Although the vaccine only proved effective in 31 per cent of cases, such a cut in the rate of infection could have a dramatic impact on the spread of the disease.

About 7,500 people worldwide are newly infected with HIV every day and two million people died of Aids in 2007, according to the UNAids agency. An estimated 25 million people have died since the virus was discovered in the 1980s.

“Today marks an historic milestone,” Mitchell Warren, the executive director of the AIDS Vaccine Advocacy Coalition, an international group that has worked toward develping a vaccine.

“It will take time and resources to fully analyse and understand the data, but there is little doubt that this finding will energise and redirect the Aids vaccine field.”

Thai strain

But scientists also cautioned that the vaccine had only been tested on strains of HIV common in Thailand. Whether such a vaccine would work against other strains in the US, Africa or elsewhere in the world is unknown.
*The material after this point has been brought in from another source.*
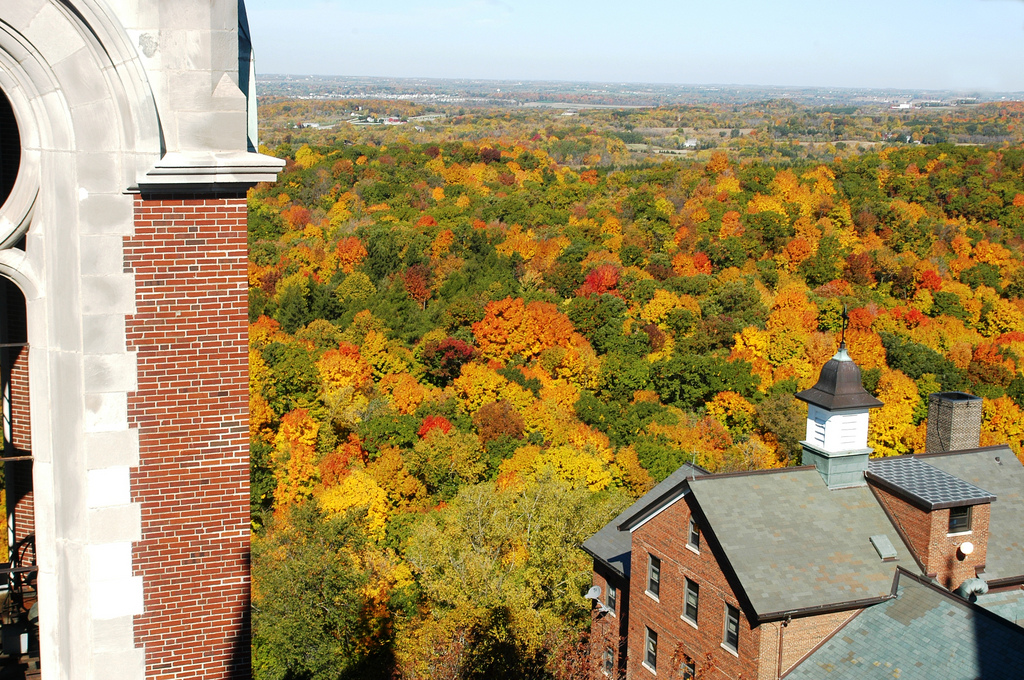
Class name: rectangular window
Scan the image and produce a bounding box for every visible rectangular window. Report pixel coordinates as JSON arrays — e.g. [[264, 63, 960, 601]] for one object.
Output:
[[722, 604, 739, 652], [683, 579, 700, 626], [949, 506, 971, 534], [686, 517, 700, 552], [647, 555, 662, 597], [643, 628, 657, 671]]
The vaccine was also found to have no effect on the virus once it is in the body. Patients who became infected had the same amount of the virus in their blood and a similar amount of damage to their immune systems despite having the vaccine.

“Further research will be required so that the products can be developed and later on licenced,” Saladin Osmanov, a co-ordinator with the World Health Organisation and the UN’s programme for HIV/Aids vaccine initiative, said.

“But the important thing to say is that even when the vaccine is available, given the low level of efficacy … these types of vaccines will have to be used as a complimentary tool with other prevention programmes,” he told Al Jazeera.

Before the trial began, the US Food and Drug Administration said other studies would be needed before the vaccine could be considered for US licensing.